RHY Resources


A Promising Model for Transition-Age Youth

Chapin Hall at the University of Chicago has released a new report on a promising model for helping older foster youth successfully transition to adulthood and avoid homelessness. The researchers tracked 98 youth over three years who received service coordination, intensive case management, and Dialectical Behavior Therapy (DBT). Youth showed significant improvement in employment, financial literacy, and developing connections. Young people involved in the study said their experience with DBT was positive, helping them learn coping skills and regulate their emotions.



We Think Twice: For and By Young People

We Think Twice is an online resource hub for teens, designed by teens. The space, funded by the Administration for Children and Families’, Family and Youth Services Bureau’s Adolescent Pregnancy Prevention Program, helps young people learn about peer pressure, goal-setting, financial literacy, writing resumes, the real cost of having a baby, drug and alcohol use, dating and relationships, and more. Youth can continue to help shape and develop the site by providing feedback on We Think Twice products, designs, and social media campaigns.

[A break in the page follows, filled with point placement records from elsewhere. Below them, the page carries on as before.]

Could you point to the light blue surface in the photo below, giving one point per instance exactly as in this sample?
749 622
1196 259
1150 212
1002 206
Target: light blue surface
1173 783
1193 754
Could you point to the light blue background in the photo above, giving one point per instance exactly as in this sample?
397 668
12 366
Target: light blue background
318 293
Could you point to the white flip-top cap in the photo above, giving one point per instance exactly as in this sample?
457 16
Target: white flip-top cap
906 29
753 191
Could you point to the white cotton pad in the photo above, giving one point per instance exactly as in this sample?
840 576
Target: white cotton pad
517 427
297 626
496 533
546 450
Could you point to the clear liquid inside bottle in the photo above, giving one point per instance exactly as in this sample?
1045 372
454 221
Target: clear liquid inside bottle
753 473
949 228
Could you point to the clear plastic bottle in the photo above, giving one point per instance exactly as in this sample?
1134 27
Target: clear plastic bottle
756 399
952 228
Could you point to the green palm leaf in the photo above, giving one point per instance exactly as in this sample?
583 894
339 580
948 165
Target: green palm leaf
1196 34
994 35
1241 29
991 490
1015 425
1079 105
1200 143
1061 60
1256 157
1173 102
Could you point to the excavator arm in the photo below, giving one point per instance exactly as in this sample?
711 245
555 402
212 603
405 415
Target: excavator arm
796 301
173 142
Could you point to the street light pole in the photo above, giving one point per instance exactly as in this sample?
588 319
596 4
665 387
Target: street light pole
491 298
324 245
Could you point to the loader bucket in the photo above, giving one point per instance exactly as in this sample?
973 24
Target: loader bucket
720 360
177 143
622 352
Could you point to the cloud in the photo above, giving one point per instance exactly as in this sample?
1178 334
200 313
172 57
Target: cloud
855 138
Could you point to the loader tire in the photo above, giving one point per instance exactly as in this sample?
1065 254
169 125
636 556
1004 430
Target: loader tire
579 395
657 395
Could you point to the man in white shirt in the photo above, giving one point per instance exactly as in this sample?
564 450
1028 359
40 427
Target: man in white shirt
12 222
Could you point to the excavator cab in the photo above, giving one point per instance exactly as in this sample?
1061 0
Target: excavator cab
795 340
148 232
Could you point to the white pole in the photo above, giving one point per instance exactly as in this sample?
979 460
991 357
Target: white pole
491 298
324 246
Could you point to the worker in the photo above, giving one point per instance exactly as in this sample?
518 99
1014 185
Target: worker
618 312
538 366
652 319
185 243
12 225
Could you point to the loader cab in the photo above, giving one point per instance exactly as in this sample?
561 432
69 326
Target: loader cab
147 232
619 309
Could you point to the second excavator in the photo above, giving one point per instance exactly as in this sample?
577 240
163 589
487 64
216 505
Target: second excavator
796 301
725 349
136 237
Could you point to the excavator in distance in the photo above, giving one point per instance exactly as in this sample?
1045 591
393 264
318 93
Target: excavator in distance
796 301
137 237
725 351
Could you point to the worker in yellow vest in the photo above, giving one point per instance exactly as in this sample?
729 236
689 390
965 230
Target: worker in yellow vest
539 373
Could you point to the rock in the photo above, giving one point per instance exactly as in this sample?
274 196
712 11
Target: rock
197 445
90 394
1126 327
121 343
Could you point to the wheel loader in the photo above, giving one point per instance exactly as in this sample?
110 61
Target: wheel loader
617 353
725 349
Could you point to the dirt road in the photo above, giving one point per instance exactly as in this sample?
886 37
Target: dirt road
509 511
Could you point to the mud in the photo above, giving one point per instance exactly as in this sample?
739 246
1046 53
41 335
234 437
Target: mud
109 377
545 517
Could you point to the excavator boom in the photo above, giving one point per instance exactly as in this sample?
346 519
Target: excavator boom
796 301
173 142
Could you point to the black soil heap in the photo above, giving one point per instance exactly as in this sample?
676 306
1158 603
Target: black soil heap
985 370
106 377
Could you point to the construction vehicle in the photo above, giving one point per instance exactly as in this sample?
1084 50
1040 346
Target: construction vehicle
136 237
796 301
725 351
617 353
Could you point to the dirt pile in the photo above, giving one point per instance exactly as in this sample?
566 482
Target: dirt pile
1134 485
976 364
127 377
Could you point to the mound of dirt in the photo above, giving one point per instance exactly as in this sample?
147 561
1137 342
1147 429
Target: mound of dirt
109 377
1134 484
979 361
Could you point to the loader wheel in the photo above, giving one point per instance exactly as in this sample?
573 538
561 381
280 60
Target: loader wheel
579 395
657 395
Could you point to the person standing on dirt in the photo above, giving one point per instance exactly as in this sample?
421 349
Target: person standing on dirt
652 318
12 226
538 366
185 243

Young people who engage with the site can also earn gift cards.



Can Extended Foster Care Reduce the Risk of Youth Homelessness?

Chapin Hall at the University of Chicago delves into this question in a new brief. Researchers analyzed interviews from over 600 youth in foster care in California to assess their experiences with homelessness. They examined two data collection points—the first and third interviews with transition-age foster youth conducted over a four-year period, between ages 17 and 21. They found that about one third of the youth had experienced homelessness between 17 and 21. The majority of those who had been homeless said their total number of days of homelessness was less than 3 months within that four-year period, and their longest single episode of homelessness was between one week and three months. 



Measuring the Benefits of Social Capital to Young People

In Defining and Measuring Social Capital for Young People: A Practical Review of the Literature on Resource-Full Relationships, the authors define social capital as the developmental relationships young people make and the many kinds of life-enhancing benefits that accrue to them through those relationships. Access to social capital is associated with a variety of positive health, education, and employment outcomes, but useful measurement tools for youth agencies are just beginning to be developed.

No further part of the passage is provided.